The pinktail chalceus (Chalceus macrolepidotus), also called the pinktail characin, is a species of freshwater ray-finned fish belonging to the family Chalceidae, the tucan fishes. This fish is found in South America. It is one of five fish in the genus Chalceus, and is the type species of the genus.

== Description ==
The pinktail chalceus is a small, light-colored freshwater fish with a tail that is usually dark red to pink and is much more intensely colored than the rest of the animal. It has large, noticeable scales and reaches 24.5 cm SL, making it the largest known member of Chalceus. The smallest is Chalceus epakros.

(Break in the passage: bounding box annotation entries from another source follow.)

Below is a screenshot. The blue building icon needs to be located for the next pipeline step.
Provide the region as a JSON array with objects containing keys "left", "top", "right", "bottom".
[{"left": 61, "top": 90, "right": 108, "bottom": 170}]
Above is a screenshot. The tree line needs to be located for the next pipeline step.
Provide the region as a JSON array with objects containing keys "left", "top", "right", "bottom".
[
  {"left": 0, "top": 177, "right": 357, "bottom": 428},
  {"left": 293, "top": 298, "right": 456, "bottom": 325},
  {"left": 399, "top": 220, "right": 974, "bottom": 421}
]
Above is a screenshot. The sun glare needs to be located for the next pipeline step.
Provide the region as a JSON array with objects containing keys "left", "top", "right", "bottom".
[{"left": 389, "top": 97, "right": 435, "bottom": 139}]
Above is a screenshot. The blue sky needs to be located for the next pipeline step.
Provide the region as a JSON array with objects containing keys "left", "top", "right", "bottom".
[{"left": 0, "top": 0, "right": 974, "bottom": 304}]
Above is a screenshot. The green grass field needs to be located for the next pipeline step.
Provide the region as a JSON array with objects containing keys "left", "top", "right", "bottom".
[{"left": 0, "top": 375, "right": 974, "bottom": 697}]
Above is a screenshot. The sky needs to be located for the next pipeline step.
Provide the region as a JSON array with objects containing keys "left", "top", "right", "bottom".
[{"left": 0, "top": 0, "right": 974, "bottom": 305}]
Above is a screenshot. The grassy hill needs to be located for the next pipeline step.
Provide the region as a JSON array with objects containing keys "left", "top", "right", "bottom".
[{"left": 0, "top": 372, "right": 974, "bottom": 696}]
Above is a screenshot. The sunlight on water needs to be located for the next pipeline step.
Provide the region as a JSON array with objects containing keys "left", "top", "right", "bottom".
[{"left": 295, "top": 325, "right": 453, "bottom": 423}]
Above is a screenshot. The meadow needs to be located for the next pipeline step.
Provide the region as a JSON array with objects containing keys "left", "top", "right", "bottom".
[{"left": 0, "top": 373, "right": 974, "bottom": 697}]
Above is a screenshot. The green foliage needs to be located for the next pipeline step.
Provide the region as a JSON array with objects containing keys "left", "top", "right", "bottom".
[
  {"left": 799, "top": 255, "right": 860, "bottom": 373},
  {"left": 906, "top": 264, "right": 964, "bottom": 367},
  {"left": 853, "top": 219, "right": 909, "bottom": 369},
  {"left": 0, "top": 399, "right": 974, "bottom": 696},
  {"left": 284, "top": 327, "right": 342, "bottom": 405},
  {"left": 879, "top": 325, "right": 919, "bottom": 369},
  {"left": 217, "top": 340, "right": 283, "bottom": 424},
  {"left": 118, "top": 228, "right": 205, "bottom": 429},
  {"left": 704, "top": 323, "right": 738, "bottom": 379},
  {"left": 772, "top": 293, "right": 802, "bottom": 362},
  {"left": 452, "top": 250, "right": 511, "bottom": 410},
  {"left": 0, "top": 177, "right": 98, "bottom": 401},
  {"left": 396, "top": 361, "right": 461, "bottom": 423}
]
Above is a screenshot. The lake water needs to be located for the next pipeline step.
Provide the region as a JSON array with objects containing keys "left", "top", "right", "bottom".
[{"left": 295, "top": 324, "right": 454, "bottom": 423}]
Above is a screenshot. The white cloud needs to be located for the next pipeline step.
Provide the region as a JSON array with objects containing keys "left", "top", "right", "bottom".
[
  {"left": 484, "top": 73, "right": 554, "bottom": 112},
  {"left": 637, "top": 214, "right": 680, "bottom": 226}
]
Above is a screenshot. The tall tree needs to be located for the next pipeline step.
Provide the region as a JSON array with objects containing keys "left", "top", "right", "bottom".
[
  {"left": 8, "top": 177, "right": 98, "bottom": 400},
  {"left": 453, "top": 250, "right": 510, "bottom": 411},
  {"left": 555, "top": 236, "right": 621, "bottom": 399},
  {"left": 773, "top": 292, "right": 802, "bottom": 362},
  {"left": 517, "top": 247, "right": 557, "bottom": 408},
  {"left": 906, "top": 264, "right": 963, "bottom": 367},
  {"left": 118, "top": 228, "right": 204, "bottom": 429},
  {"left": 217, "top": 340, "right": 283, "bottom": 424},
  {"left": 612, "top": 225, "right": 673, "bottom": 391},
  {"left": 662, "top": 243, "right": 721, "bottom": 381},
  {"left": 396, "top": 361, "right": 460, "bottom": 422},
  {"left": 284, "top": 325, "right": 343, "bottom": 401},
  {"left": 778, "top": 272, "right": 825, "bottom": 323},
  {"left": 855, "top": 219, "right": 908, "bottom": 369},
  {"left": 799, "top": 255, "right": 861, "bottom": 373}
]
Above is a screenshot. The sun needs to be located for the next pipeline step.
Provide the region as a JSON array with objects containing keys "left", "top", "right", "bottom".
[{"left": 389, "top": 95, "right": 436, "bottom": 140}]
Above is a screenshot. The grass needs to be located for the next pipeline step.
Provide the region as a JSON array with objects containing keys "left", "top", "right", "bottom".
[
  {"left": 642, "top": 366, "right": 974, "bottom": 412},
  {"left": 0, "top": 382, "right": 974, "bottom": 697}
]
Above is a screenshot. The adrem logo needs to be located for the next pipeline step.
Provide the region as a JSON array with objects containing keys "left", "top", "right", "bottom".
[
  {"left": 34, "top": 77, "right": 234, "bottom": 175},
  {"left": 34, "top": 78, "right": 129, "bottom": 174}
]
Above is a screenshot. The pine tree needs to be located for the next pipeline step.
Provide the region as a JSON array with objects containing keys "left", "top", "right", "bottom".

Chalceus epakros, before being classified, was regularly misidentified as either the pinktail chalceus or the yellowfin chalceus (Chalceus erythrurus). C. epakros and the pinktail can be told apart because the pinktail is uniform silvery in color, whereas C. epakros has a line down the middle of either side that reaches its caudal peduncle.

== Etymology ==
The common name "pinktail chalceus" comes from its caudal fin, which is typically much more saturated in color than the main body. The specific name macrolepidotus means "large scale" in Latin, which is considered an accurate reflection of its scale size; the scales themselves are cycloid. The original description gave it the common name "large-scaled chalceus".

The genus name Chalceus comes from the Greek word chalkos, which means brass or copper. This name was given based on the observation that the scales on the type specimen were coppery ("sometimes golden") when preserved in alcohol.

== Taxonomy ==
Upon description by French naturalist Georges Cuvier in 1818, the pinktail chalceus was placed into the new genus Chalceus. By way of monotypy, it ended up as the type species therein. Since then, several additions and retractions have occurred, as well as a redescription of the genus in the year 2004, and there are now five accepted species in total, C. macrolepidotus included.

The original scientific name given by Cuvier has remained its accepted scientific name. Synonyms include Brycon macrolepidotus, Chalceus ararapeera, Chalceus erythrurus, Pellegrina heterolepsis, and Creagrutus pellegrini. The name Chalceus erythrurus has since been assigned to a different species in the genus altogether.

The yellowfin chalceus, C. erythrurus, was briefly classified as Chalceus macrolepidotus iquitensis, a subspecies of the pinktail chalceus, by biologist Shoji Nakashima in 1941.

== Habitat ==
The pinktail chalceus is found in well-oxygenated (fast-flowing) waters in South America; specifically, it is found in French Guiana, Guyana, and Suriname, inhabiting the Orinoco and Negro Rivers. C. epakros and the pinktail are the only two Chalceus species known to occur in Guyana. It has been non-natively established in Mexico as well, though it is not considered invasive by the Global Register of Introduced and Invasive Species (GRIIS).

== Diet and behavior ==
The pinktail chalceus is a fast-moving and active fish that stays near the river's surface. It tends to cluster together in schools. Its diet generally consists of small invertebrates; when searching for food, it may leap out of the water to target a bug above the surface.

It is notably skittish. This is a trait it shares with the yellowfin chalceus.

== In aquaria ==
The pinktail chalceus is moderately popular in the aquarium trade, though it requires a larger aquarium than many prospective keepers have access to (55 gallons or above). It has enough of a reputation for jumping out of its tank (like its behavior in the wild) that sellers regularly warn buyers about it. This is more likely to happen if the pinktail is startled and does not have anyplace to take cover, such as plants or driftwood hideaways.

Aquarists with adequate space to keep pinktails are advised to have a shoal larger than 6 to 8 specimens; anything lower, and squabbling is likely to happen. Because they are a fast and active species, the tank they live in doesn't need extraneous decor, but offering cover for them to hide in may make them more relaxed.